Air cargo tonnages from China to Europe have broadly recovered to their levels prior to China’s Golden Week holiday at the start of October, while tonnages from Hong Kong to Europe have risen further in the last six weeks to their highest level this year, indicative of a possible ramping up of e-commerce and wider demand from this key origin market in the final months of the year.
According to the latest weekly figures and analysis from WorldACD Market Data, Hong Kong to Europe tonnages in week 42 (14 to 20 October) were +25% higher than their already strong levels in the equivalent week last year. And Hong Kong to Europe tonnages in weeks 40-42 were +12% higher than their average weekly levels in September.
On the pricing side, average spot rates from Hong Kong to Europe in the last seven weeks have risen above the US$5 per kilo level, fluctuating between $5.04 and $5.31, and standing at $5.15 in week 42, with China to Europe spot rates rebounding to $4.29 per kilo, taking both to around +13% above last year’s levels. But there have been some bigger year-on-year (YoY) increases from some other Asia Pacific markets – particularly on the pricing side.
Other Asia Pacific markets showing significant YoY tonnage increases to Europe in week 42 include Thailand (+27%) and Vietnam (+26%). But spot rates from those two markets to Europe were up, YoY, by +87% and +61%, respectively, in week 42, based on the more than 450,000 weekly transactions covered by WorldACD’s data.
The consistent strengthening of the Hong Kong to Europe market in the last six weeks, despite the normally dampening effects of China’s Golden Week holiday period at the start of October, is one of the earliest and only indicators of a potential significant fourth-quarter (Q4) air cargo peak season emerging this year.

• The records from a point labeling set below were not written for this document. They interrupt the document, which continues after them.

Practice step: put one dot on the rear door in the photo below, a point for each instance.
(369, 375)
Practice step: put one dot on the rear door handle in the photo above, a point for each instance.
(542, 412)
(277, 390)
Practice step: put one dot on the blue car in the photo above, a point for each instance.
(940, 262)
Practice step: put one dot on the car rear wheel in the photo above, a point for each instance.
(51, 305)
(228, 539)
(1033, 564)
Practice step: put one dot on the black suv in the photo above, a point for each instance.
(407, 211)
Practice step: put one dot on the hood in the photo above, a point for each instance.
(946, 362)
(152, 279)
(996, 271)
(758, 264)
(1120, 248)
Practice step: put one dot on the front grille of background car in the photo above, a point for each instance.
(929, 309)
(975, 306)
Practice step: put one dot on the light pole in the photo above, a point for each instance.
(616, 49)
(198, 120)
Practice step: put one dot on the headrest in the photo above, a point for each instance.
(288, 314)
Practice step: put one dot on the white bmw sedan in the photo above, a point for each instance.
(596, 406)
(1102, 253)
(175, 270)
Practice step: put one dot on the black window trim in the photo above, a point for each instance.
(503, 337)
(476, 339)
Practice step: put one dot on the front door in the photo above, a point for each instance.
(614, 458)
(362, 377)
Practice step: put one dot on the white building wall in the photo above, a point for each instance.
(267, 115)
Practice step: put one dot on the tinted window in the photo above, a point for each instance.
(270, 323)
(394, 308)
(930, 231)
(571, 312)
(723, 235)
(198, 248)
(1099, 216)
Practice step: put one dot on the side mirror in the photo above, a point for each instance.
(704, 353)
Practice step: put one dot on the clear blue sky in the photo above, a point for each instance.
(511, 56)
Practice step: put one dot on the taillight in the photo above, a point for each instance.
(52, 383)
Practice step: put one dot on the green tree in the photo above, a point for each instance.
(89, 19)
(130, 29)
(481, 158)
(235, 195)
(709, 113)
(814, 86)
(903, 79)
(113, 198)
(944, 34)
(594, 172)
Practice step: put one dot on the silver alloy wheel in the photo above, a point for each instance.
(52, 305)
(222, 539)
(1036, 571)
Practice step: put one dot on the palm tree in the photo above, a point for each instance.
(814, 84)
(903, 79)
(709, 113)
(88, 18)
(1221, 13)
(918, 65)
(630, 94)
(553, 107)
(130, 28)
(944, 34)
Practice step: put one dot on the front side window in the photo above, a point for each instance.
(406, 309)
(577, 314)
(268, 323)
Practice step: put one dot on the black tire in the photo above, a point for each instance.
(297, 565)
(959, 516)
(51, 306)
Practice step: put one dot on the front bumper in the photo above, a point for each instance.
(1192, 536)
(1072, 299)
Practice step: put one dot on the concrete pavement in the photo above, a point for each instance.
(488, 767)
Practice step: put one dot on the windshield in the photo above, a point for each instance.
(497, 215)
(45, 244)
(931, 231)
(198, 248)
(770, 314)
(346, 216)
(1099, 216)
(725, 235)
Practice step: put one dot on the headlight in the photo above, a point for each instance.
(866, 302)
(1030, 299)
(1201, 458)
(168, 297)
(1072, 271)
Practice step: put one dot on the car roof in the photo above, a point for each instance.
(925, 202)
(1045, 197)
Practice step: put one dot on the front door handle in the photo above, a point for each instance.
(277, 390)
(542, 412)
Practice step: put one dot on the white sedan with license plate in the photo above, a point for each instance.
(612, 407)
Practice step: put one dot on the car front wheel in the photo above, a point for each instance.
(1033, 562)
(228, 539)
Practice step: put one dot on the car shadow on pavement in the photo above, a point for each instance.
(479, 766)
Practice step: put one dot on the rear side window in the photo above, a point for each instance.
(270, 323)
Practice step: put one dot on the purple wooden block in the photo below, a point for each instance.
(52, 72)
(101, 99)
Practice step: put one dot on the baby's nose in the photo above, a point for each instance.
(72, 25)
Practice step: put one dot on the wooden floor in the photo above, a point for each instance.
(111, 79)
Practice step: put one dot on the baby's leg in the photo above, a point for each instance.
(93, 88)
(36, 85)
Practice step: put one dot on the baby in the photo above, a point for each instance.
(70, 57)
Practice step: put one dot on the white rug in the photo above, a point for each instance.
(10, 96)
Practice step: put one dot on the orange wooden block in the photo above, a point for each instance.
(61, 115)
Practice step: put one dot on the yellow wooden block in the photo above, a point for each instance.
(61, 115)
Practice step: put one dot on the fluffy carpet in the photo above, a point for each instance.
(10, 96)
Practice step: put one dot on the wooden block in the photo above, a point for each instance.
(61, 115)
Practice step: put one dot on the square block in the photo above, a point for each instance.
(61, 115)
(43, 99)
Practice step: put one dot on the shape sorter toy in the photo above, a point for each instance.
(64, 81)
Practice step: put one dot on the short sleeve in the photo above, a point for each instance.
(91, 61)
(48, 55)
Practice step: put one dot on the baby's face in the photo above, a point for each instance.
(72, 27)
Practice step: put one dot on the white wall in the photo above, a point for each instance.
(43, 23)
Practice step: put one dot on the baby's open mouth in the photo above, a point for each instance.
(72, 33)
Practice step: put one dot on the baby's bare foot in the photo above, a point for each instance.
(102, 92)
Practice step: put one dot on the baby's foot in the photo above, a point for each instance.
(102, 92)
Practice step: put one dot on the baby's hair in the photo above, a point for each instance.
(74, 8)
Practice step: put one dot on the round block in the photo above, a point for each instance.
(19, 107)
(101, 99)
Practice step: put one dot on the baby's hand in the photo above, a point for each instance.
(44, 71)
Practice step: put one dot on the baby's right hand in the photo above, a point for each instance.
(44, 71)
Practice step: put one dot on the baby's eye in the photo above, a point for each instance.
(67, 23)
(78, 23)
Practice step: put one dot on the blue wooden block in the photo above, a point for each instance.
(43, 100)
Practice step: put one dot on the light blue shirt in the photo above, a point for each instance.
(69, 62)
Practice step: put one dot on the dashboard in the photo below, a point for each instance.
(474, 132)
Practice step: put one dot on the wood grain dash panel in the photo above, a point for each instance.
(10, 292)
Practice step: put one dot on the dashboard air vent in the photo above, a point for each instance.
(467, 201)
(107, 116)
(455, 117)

On a worldwide basis, average global rates edged up only slightly in the second full week of October and tonnages nudged downwards from most of the major regions – the biggest decline coming from Middle East & South Asia (MESA) origins. But the patterns in week 42 this year are similar to those of last year, with tonnages having broadly recovered from the effects of China’s Golden Week holiday at the start of October, and poised for a potential surge in the final weeks of the year, as occurred last year.
Following a moderate (-4%) WoW fall the previous week, tonnages from MESA to Europe dropped by a further -8% in week 42. More than half of that decline was due to a drop in chargeable weight from Dubai to Europe (-22%, WoW), although there were continuing declines also from Bangladesh and Sri Lanka origins to Europe. A two-week-on-two-week (2Wo2W) comparison, comparing the combined figures for weeks 41 and 42 with those of weeks 39 and 40, also results in a -8% drop in tonnages from MESA to Europe. This drop is most likely a reflection of the recent impact of the increased military and geopolitical tensions in the region.
Meanwhile, tonnages from MESA to the USA were also down by -6% in week 42, with tonnages falling from India (-3%) and with consecutive weeks of double-digit percentage declines to the USA from Bangladesh and Sri Lanka origins. Average spot rates from MESA to the USA have also fallen in recent weeks from US$5.02 in week 40 to $4.69 per kilo, a drop of almost -7%. However, they are still +80% higher than this time last year.
On a worldwide basis, tonnages in week 42 slipped -1% compared with the previous week, taking them just +4% above their levels this time last year, with all the world’s main origin regions ahead by between +2% and +5%, YoY. And average global rates edged up by a further +2%, WoW, taking them +10% above last year’s levels – based on a full-market average of spot and contract rates. Spot rates are up +19%, YoY, driven by the continuing big YoY increases from MESA (+82%) and Asia Pacific (+25%). And on a 2Wo2W basis, worldwide tonnages and rates were both stable, leaving tonnages up, YoY, by +7%, and rates by +11%, YoY.
Asia Pacific to USA total air cargo tonnages continued their recovery in week 42 from the effects of China’s Golden Week holiday, rebounding by a further +4%, WoW, thanks to a +10% WoW increase from China. But compared with last year, China-USA tonnages remain significantly down (-18%, YoY) – part of a wider pattern of decline in China-USA tonnages in the second half of this year. That decline appears to have been triggered by tighter Customs rules and checks since July on inbound USA air cargo traffic from China, especially at Los Angeles (LAX). Indeed, China to LAX tonnages in week 42 were down by -37%, YoY.
However, spot rates from Asia Pacific to the USA, and from China to the USA, rebounded by a further +3%, to $6.23 per kilo and $5.41 per kilo, respectively – taking Asia Pacific-USA spot rates +42% above their equivalent levels last year, and taking China-USA spot rates +10% higher, YoY.